Monday, September 30, 2013

That good old shock of the new


Everybody knows who Virginia Woolf and James Joyce are; we just don't read them. We haven't read what they read, either, and context and continuity count for a lot. Maybe that's why to us Florence Lawrence doesn't look like a movie star, Whispering Jack Smith doesn't sound like a pop idol, and Bob Hope just ain't funny. Maybe you're only ready to hear Sonny Rollins, Elvin Jones, and Wilbur Ware riff for almost a quarter hour on "What Is This Thing Called Love" after you've plugged a whole pocketful of nickels into a jukebox to hear Billie Holiday sing it.

Monday, September 23, 2013

When life gives you melons, make an analogy.


The thing about cantaloupe is every once in a while you get one that is absolutely exquisite. No amount of thumping, thumb-pushing, or sniffing can predict when this will happen. You just open it up and it astounds you with its preposterous and unanticipated deliciousness. Some days are like that and in this way cantaloupes are sort of like life. However, in my experience no cantaloupe is so awful you can't imagine how you will get through the whole thing and you certainly don't look forward to ever starting another. In this way, cantaloupes are not like life at all.

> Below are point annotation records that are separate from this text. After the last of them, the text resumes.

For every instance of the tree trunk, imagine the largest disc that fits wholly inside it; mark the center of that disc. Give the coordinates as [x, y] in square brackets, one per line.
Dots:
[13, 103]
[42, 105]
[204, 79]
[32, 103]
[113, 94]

Monday, September 16, 2013

The Wodehouse version would be a hoot.


George Cayley was this English guy, the 6th Baronet of Bromptom. In 1853 he built a glider that was basically a kayak on wheels dangling under a big canvas kite the shape of a manta ray. He got his butler to sit in it and pushed it off a hill for a successful flight across Brompton Dale. If they made a biopic about this guy, he would fly it himself, but George Cayley was 79 years old at the time and also a Baronet, a level of social standing that exempts one from hurtling through the air in a canoe.

Monday, September 9, 2013

busy


After you've eaten and tended to sanitation and hygiene, once you've gotten enough rest and taken a bit of moderate exercise, by the time you've seen to it that your financial obligations are taken care of, your social commitments fulfilled, your emotional entanglements properly lubricated, and your personal goals satisfactorily advanced upon, when you have devoted some time and energy to first determining and then acting upon your ethical obligations on the local, regional, and global levels, and given some thought to our shared fate in a vast and incomprehensible universe, it's difficult to find time to get anything done.

Monday, September 2, 2013

Oh the Humidity


Consider water, and its pervasive influence in our lives. For the most part it is a benign and even essential component of our day-to-day routines. It is an important element of one's bath. Goldfish require it. But the possibility of a deadly conflagration lies hidden in every molecule, in the form of the element Hydrogen, which makes up fully two-thirds of even the daintiest droplet. One need not describe the dreadful events of 8 May, 1937, at Lakehurst, New Jersey. Perhaps by substituting Helium, water could could be made safe. I leave it to Science to work out the details.